You might want to get evaluated for depression if you feel tired much of the time, are sleeping too much or too little, or feel sad, irritable, guilty, and/or worthless. Depression may also manifest itself as a feeling of heaviness in your body, or as inexplicable pain or headaches. Indecisiveness, difficulty concentrating, and not finding pleasure in activities you used to enjoy are also symptoms.
Depression can run in families, so it may be worth seeking a diagnosis if you have family members who are depressed. In addition, if you're in close proximity to someone with depression, this can be extremely draining, and can trigger or worsen your moodiness.
How Does Depression Counseling Work?
The most effective depression counseling therapies focus on identifying the underlying thoughts that trigger the negative emotions you're experiencing. Once we identify those thoughts, we can look at them from a variety of angles. For example, I may be able to help you re-frame certain thoughts in a way that's more positive and productive.
When trauma triggers depression, counseling can help you navigate the effects of that trauma. When day-to-day stressors have gotten out of control, I can provide you with practical, actionable techniques for reducing, releasing, and managing that stress.
How Long Does Depression Counseling Take?
It depends on the severity of your depression, the length of time you've felt depressed, and the specific issues driving your depression. It also depends on your willingness to participate in the process, to be candid in counseling, and to implement suggestions. Statistics show that clients who do these things tend to see significant improvements in three to six months.

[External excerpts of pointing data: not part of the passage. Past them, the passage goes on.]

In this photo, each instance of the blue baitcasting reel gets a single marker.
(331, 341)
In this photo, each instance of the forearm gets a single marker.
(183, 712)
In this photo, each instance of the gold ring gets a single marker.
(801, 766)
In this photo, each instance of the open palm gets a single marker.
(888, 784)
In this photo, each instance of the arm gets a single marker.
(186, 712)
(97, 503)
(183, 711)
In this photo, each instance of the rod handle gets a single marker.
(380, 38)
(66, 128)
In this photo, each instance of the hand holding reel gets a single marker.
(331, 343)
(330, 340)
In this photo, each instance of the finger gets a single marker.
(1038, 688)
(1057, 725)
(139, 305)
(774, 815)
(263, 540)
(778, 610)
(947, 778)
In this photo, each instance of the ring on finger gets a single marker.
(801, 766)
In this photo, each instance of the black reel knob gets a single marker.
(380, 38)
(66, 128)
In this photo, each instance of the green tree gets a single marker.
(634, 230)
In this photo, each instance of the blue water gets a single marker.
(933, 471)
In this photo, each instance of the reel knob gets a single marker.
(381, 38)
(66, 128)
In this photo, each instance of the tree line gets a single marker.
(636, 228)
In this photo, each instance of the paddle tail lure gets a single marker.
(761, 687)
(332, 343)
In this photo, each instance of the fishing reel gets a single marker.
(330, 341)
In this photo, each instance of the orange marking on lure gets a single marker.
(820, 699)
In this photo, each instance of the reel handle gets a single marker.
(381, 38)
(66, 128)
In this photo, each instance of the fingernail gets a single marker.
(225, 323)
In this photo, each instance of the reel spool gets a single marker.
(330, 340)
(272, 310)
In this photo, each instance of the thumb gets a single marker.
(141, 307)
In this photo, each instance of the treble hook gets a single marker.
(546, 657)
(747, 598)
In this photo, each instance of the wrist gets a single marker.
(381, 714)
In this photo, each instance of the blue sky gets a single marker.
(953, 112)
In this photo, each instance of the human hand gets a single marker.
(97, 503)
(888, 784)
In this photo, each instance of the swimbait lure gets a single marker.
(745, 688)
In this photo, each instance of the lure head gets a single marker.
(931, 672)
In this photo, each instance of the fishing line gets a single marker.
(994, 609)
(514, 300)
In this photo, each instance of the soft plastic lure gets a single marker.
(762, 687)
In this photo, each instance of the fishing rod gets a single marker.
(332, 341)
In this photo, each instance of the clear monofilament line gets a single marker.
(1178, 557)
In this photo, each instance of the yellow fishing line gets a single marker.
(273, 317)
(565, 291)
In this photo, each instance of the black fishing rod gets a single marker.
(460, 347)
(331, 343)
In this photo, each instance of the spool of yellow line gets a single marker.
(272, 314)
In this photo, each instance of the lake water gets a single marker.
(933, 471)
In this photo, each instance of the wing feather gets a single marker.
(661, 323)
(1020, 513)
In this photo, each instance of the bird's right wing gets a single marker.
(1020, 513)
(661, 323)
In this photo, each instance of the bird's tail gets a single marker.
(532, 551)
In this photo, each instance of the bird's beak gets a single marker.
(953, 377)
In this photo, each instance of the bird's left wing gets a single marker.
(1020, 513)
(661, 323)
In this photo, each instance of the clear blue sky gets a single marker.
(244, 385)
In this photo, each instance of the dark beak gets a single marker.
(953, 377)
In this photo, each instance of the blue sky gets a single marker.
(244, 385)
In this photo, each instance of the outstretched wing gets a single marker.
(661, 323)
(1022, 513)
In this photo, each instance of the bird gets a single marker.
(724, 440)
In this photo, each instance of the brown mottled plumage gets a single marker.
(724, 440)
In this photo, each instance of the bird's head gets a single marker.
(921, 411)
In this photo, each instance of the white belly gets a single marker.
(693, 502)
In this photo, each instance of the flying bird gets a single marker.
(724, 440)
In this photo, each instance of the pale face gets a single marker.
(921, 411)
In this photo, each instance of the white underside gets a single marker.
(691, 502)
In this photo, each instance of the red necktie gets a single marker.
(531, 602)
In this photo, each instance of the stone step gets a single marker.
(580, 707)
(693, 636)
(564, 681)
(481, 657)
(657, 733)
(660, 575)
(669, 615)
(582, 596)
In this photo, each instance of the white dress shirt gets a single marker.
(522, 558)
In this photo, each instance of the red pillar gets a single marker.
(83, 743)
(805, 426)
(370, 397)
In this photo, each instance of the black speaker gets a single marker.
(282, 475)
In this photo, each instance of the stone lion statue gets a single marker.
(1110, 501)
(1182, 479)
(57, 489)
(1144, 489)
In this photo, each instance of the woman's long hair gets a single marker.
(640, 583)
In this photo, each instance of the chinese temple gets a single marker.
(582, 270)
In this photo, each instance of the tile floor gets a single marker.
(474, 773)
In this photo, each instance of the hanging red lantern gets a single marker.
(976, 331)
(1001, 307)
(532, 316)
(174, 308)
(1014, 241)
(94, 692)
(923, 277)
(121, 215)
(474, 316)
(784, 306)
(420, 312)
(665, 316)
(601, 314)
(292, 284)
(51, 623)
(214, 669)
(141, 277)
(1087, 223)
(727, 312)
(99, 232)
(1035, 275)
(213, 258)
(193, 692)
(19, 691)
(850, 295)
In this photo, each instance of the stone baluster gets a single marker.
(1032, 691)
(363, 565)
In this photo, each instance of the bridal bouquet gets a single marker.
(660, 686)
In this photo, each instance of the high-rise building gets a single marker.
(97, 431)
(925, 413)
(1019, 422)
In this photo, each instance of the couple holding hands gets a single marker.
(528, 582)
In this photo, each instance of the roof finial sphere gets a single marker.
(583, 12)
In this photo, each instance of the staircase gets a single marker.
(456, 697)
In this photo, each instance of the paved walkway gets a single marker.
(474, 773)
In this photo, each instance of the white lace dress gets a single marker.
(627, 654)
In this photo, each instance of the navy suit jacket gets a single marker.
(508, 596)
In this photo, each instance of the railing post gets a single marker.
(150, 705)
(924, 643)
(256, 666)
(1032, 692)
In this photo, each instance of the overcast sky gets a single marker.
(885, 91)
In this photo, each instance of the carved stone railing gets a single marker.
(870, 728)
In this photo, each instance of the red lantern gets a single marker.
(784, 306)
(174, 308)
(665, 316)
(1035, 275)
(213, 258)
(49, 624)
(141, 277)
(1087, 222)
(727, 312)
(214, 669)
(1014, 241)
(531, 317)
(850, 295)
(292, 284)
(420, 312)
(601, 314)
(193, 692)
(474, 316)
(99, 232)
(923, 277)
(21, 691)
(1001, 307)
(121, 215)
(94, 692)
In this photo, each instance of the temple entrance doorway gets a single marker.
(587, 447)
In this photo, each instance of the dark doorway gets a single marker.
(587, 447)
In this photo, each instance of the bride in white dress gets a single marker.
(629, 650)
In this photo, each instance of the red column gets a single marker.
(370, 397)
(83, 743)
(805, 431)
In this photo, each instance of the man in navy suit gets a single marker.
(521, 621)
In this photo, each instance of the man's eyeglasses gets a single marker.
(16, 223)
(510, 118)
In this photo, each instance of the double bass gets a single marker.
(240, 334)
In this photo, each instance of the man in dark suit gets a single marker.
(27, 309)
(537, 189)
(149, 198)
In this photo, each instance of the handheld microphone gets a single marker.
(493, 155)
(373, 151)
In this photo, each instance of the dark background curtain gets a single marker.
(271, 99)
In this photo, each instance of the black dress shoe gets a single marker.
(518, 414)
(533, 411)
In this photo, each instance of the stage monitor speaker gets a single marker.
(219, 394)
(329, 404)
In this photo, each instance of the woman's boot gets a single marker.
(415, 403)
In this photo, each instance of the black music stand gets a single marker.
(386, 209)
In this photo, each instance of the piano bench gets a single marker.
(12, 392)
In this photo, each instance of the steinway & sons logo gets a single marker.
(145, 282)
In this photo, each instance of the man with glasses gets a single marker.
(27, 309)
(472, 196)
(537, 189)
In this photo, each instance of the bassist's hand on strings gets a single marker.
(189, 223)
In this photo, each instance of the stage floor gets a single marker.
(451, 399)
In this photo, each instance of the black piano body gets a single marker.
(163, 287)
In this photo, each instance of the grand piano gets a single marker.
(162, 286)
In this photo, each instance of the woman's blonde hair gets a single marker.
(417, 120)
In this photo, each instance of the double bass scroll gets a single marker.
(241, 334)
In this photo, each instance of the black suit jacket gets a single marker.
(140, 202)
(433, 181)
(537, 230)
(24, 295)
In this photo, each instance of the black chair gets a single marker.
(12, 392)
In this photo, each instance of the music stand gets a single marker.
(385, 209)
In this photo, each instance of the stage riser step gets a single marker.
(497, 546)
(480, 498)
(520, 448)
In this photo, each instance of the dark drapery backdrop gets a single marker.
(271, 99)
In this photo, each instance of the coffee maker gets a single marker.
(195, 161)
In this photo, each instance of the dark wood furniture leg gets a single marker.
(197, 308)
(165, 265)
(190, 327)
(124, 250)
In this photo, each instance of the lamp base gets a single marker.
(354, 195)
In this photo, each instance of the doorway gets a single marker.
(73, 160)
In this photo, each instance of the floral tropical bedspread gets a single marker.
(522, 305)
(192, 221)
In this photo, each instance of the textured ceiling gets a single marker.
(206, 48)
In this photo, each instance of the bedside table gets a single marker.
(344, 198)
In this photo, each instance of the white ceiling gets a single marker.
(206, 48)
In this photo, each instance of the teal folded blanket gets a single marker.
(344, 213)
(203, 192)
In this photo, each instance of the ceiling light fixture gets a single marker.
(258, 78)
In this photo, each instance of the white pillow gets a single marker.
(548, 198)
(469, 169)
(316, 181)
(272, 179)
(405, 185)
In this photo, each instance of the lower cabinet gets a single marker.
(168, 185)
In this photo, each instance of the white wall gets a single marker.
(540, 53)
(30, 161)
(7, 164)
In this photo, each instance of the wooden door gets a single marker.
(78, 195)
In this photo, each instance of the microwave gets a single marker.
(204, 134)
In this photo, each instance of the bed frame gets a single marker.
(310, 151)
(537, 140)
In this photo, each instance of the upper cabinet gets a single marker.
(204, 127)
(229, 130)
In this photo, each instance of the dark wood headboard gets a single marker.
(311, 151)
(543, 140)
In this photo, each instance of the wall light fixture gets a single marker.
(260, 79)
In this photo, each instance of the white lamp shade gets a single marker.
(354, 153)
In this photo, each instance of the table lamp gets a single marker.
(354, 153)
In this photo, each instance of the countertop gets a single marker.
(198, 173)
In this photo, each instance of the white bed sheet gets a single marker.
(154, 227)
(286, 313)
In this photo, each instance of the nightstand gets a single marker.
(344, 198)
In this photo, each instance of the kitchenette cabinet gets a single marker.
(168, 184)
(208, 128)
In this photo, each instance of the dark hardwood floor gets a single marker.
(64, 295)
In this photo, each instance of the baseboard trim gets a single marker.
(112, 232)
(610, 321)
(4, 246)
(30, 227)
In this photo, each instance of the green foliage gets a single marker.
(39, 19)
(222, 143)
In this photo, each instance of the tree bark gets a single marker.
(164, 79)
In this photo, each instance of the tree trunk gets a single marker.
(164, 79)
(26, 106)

Everyone is different, and how long you continue counseling is your choice. You're free to continue counseling as long as you're seeing the benefits, without attempting to put your well-being on a schedule, and it'll be apparent to you and I when you're doing much better and no longer need therapy. Counseling is about how you feel, how well you're functioning overall, and how to create a life that better reflects who you truly are.